全日本GT選手権に参戦していたディアブロGT1
この車両に搭載するエンジンはランボルギーニ社自身にてデザインとチューニングが行われ、重心高を低くするためにドライサンプ方式とした60°V型12気筒6リッターエンジンが用意されました。出力については550馬力から560馬力を発生していた模様です。

全日本GT選手権に参戦していたディアブロGT1
尚、このエンジンは後に市販車であるディアブロGTやVT6.0のベースエンジンとして活用され、その際はインジェクションシステムの改良などによって655馬力まで出力を向上させています。

全日本GT選手権に参戦していたディアブロGT1
トランスミッションとしてはヒューランド製のTGTA-200型6速シーケンシャルミッションが組み合わせられました。シフトレバーも当然ですが、剛性の高そうなつくりになっています。
クラッチはAP製のトリプルプレートが採用されました。

全日本GT選手権に参戦していたディアブロGT1
レースカーにはダンロップ製のスリックタイヤが組み合わせられましたが、ストラダーレにはミシュラン製のタイヤが装着されています。
タイヤサイズはストラダーレではフロントが275/40R18、リアが345/35R18が採用されました。ダンロップのレーシングスリックではフロントが20/655、リアが330/710だったようです。

全日本GT選手権に参戦していたディアブロGT1
ホイールはOZ製としている海外記事もありますが、そのデザインや各部のディテールなどからこの時代のこの手の車では定番のBBS製レーシングマグ 18インチではないでしょうか。市販されたLMやRSなどと比べてピアスボルトとナットの組みが異なるのもこのホイールの特徴です。

全日本GT選手権に参戦していたディアブロGT1
2台製作されたGT1のシャーシナンバーはVLA12001とWLA12000です。このうちVLA12001が全日本GT選手権に参戦した車両のようです。

全日本GT選手権に参戦していたディアブロGT1
もう1台のWLA12000の車両は写真の通り、イエローにペイントされしばらくはSAT社のファクトリーに展示されていたようです。

全日本GT選手権に参戦していたディアブロGT1
さて、オリジナルのボディーワークとの変更点ですが、目立つ部分だけでも地上高を低くとったフロント周りのスポイラー類やリアウィンドウを排した点など、車体全体が空力を重視して変更されているのが容易に確認可能です。

全日本GT選手権に参戦していたディアブロGT1
また、後期型ディアブロの市販車と同じように見えるヘッドライトについてもカバーはアクリル樹脂製に変更されるなど、カーボンを主体としたカウル類と共に軽量化に貢献しています。

全日本GT選手権に参戦していたディアブロGT1
リアカウルはオーバーハングを延長してドラッグとダウンフォースのバランスを取ると同時に、エンジン用のフレッシュエアーインテークやアウトレットを設けるなど大きなカスタマイズが施されました。

全日本GT選手権に参戦していたディアブロGT1
足回りもSAT社の手によってレギュレーション内での最適なサスペンション・ジオメトリーの確保を目的に製作されています。

全日本GT選手権に参戦していたディアブロGT1
車両は最終的に1997年初頭に完成すると、4月には1台が日本に向けて輸出され、もう1台はFIAのホモロゲーション取得の申請に用いられ、実際に1998年には認可されています。

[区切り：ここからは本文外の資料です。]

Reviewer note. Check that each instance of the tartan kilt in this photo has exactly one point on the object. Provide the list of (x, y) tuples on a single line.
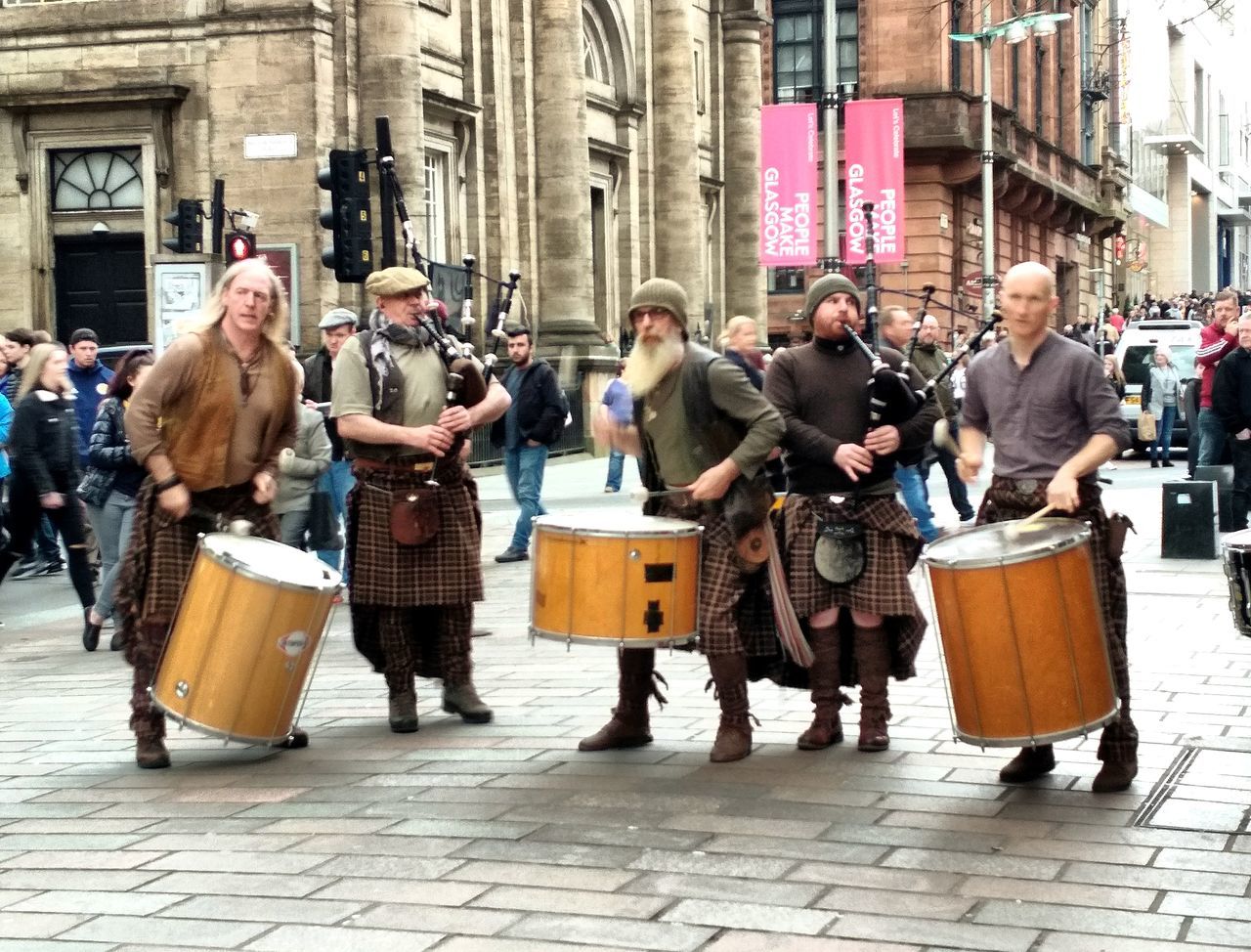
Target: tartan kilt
[(446, 571), (1017, 498), (891, 548), (161, 553), (735, 609)]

全日本GT選手権に参戦していたディアブロGT1しかしランボルギーニの親会社であるクライスラーは世界選手権などへの参戦を最終的には断念し、その後、ランボルギーニ自体が売却されたのはご存知の通りです。

こちらの動画では詳細なディテールと、エンジン始動からブルッピングの模様などが収められています。軽量フライホイールに変更されているからか、ピックアップも鋭そうなエキゾーストですね。

日本選手権では2000年の鈴鹿1000kmで3位に入賞しランボルギーニ初のGTレース表彰台を獲得するなど輝かしい成績を残しましたが、その市販モデルとあってその価値はいかほどになるのか非常に興味を抱く1台です。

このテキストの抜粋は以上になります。